The grade for the course will be determined according to the following breakdown:
  • Programming Exercises: 40%
  • Midterm: 20%
  • Final: 35%
  • Scribe: 5%

Bibliography

There are limited textbooks in the field. Therefore, we refer you to the lecture notes as the main reference point.

We have used excerpts from the "Introduction to Modern Cryptography" book. In particular:

  • The introduction, in particular the importance of definitions, assumptions, and proofs.
  • The section on hash functions.
  • The definition of signatures and the existential unforgeability game.
  • The section on the Random Oracle model.

We have also read a small part of Harari's Sapiens book and the fictional nature of money (Chapter 16).

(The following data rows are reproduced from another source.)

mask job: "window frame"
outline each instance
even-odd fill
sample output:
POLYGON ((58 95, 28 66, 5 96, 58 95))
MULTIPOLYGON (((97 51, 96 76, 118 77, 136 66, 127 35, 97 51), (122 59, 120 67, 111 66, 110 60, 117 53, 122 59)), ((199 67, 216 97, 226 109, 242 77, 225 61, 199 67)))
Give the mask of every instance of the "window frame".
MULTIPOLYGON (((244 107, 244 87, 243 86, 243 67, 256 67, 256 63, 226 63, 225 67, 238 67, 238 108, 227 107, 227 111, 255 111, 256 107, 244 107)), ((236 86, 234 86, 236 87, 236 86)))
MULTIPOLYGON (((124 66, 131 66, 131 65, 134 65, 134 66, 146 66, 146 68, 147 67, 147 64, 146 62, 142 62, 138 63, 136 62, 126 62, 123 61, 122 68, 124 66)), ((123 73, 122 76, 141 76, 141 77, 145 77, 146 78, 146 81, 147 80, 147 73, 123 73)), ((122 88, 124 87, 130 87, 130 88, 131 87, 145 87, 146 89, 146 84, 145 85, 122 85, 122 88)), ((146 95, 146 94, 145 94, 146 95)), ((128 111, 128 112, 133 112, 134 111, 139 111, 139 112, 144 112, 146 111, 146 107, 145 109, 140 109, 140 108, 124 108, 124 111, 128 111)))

In addition, the following papers have been given in the readings:

Some optional related readings we discussed in class:

Comparison to Other Courses

This course is a good follow-up course on CS 251. CS 251 studies blockchains very broadly and covers a lot of material. It talks about consensus, smart contracts, Solidity, decentralized finance, zero-knowledge, BFT, and more. It also talks about Bitcoin-specific and Ethereum-specific details. In this course, we focus on the foundations of blockchains and speak only about the very basics concepts, in particular transactions and consensus, but in more detail and depth. We don't speak about engineering for Bitcoin and Ethereum specifically. On the engineering side of things, we implement consensus and transactions, and so these are explored in depth. On the theory side of things, we devote a couple weeks on proving the security of blockchains mathematically.

CS251 is not a prerequisite, but if a student has taken CS 251, they will find this course easier to follow.

If you have taken EE 374 any previous year, this is a completely new course, with a different syllabus and different psets.